The Catch Worth Keeping In View
None of this is solved. World models inherit hard problems: they can hallucinate physics just as confidently as a chatbot hallucinates citations, and a simulation that is subtly wrong can teach a robot the wrong lesson at scale. "State-of-the-art physics accuracy" is a claim that deserves outside verification, and the gap between an impressive keynote and a robot reliably stocking a warehouse shelf is still wide. The open-versus-closed split matters too: NVIDIA is positioning Cosmos 3 as open for developers to customize, while DeepMind's most capable world model arrives gated behind a premium subscription. Those are different bets about who gets to build on this layer.
But step back and the shape of 2026 is clearer than it was even six months ago. The frontier is quietly migrating from systems that describe the world to systems that model it well enough to act. If the last era of AI taught machines to talk, this one is teaching them to move - and the difference between those two verbs may turn out to be the whole game.

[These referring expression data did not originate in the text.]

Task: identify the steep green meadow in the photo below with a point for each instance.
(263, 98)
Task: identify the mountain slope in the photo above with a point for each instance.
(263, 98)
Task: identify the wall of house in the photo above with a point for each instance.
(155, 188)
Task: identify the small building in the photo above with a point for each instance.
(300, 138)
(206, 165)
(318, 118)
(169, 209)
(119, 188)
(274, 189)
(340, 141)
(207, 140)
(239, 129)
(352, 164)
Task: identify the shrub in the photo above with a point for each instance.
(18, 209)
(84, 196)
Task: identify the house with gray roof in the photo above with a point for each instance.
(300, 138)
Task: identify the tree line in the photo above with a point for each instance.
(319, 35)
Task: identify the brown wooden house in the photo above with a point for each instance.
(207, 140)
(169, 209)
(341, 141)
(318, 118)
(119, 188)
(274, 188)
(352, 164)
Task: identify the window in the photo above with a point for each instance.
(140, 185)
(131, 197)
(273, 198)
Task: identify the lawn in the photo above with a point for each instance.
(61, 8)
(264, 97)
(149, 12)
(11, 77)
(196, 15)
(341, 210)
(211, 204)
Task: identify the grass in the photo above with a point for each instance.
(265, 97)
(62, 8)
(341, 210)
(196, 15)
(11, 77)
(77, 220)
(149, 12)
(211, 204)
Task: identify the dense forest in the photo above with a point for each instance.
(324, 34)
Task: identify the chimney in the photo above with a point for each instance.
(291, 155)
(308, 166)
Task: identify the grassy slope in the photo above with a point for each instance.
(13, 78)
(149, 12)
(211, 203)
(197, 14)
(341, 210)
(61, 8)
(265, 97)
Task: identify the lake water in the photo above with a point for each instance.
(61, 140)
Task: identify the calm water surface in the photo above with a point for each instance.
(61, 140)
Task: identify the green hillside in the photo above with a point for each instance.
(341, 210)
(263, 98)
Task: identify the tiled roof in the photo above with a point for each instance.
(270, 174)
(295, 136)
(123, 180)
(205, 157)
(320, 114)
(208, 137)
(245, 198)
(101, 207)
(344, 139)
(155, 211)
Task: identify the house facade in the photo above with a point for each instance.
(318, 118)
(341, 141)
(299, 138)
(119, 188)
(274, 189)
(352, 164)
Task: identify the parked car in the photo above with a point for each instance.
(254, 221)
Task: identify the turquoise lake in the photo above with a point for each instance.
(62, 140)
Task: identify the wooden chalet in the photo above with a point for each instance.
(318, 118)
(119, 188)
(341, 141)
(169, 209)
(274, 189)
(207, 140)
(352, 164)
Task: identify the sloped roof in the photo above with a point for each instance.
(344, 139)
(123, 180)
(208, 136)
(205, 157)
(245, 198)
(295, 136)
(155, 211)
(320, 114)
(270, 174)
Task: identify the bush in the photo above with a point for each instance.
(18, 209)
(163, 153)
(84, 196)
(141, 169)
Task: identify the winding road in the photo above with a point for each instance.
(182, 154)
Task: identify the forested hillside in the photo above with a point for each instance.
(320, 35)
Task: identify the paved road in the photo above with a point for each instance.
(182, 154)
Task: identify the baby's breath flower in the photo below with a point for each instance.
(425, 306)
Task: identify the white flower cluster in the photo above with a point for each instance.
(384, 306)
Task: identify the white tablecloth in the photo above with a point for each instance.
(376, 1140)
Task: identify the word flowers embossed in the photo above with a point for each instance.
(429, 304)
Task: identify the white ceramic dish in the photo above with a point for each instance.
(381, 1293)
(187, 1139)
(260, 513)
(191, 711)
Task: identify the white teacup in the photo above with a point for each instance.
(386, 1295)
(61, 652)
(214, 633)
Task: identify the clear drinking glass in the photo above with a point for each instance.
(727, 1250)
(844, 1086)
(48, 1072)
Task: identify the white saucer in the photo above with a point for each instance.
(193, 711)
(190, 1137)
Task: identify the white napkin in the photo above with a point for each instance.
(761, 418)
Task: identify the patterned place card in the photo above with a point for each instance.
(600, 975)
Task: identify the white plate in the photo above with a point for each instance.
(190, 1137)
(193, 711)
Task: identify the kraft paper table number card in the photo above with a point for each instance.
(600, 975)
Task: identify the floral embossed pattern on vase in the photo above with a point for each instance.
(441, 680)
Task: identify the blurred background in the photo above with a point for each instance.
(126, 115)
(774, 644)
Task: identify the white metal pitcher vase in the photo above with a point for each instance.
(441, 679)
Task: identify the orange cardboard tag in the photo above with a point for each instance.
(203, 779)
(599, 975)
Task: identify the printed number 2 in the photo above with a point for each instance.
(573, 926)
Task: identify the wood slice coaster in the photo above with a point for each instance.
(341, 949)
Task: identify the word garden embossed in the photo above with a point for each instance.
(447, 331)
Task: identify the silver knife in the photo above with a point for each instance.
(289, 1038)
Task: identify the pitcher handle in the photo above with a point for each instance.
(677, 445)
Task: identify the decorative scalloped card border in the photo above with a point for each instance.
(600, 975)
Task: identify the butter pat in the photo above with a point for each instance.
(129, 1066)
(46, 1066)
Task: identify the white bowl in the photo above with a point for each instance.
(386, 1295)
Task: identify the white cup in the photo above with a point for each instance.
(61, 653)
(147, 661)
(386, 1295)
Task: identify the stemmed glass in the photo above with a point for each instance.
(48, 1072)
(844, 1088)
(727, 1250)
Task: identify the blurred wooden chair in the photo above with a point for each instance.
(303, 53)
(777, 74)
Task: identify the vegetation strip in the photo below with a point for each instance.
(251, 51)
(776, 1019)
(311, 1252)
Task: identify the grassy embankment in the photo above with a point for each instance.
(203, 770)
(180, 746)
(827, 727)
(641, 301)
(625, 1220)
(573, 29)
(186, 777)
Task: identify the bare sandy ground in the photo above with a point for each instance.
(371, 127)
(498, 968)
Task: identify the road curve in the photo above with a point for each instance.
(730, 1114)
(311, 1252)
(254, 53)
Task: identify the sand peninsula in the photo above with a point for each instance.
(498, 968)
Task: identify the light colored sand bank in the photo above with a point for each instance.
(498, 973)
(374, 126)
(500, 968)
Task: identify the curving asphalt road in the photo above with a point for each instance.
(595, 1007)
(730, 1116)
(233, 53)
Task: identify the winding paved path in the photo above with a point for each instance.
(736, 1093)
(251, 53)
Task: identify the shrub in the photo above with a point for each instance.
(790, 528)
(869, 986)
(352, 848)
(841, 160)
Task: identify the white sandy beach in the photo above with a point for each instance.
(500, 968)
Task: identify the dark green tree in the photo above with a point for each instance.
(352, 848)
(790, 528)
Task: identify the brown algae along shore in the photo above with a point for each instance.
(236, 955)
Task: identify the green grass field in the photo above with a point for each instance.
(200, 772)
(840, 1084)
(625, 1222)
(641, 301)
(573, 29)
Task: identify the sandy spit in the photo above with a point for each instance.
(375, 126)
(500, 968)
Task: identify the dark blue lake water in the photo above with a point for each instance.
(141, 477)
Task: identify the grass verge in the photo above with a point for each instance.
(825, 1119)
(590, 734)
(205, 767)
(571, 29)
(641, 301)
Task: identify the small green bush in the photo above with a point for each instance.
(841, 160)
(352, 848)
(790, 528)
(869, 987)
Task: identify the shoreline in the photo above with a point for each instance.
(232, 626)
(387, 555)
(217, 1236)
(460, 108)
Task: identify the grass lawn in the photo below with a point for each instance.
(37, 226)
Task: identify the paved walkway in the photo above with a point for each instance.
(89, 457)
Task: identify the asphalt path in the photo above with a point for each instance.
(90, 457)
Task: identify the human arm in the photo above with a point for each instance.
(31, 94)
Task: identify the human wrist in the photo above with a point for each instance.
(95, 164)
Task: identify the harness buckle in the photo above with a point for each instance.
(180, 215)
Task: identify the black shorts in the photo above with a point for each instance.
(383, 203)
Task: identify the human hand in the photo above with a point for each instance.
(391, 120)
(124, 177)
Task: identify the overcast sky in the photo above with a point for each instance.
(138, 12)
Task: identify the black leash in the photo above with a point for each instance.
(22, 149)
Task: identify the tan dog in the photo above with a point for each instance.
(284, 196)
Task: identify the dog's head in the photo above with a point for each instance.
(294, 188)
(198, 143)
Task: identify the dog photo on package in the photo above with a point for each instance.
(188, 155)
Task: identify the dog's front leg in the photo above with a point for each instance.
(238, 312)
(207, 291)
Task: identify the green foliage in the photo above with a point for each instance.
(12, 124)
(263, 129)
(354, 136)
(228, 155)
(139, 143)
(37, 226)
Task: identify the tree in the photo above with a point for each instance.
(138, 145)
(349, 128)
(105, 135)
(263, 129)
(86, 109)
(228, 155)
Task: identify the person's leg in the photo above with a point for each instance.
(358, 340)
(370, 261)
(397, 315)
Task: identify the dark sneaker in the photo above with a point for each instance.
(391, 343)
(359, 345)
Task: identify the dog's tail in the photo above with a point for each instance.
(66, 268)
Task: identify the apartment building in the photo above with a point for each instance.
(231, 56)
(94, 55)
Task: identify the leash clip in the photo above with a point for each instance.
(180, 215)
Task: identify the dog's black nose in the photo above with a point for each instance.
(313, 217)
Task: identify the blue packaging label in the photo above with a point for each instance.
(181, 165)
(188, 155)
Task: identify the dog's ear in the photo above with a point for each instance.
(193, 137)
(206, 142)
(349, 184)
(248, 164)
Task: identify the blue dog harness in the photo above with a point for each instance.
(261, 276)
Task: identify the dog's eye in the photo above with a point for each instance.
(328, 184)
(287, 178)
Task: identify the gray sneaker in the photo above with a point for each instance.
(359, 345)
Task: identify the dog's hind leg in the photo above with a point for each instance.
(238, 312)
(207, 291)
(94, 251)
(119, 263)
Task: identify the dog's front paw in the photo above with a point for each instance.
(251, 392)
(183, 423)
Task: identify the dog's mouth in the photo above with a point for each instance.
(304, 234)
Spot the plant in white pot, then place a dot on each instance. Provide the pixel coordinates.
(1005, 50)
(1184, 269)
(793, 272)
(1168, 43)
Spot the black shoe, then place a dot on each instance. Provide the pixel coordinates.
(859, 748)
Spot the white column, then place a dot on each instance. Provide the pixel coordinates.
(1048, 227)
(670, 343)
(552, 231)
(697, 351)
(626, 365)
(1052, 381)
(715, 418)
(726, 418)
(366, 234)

So the question to sit with isn't whether AI can generate a convincing video of a robot picking up a cup. It's whether the model knows enough about cups, hands, and gravity to make a real robot do it - on the first try, in a kitchen it has never seen. That is the bar world models are now openly aiming at, and 2026 is the year they started clearing the warm-up height.
Sources
NVIDIA newsroom, Cosmos 3 announcement at GTC Taipei, June 1, 2026; Axios reporting on Cosmos 3 and NVIDIA's physical AI push, June 1, 2026.
Google DeepMind, Genie 3 world model research update; Google Blog, Project Genie rollout to Google AI Ultra subscribers in the U.S., January 29, 2026.
Waymo, The Waymo World Model, February 2026; Bloomberg reporting on Waymo's world-model simulation work, February 6, 2026.
World Labs, Marble world model general availability and World API launch materials.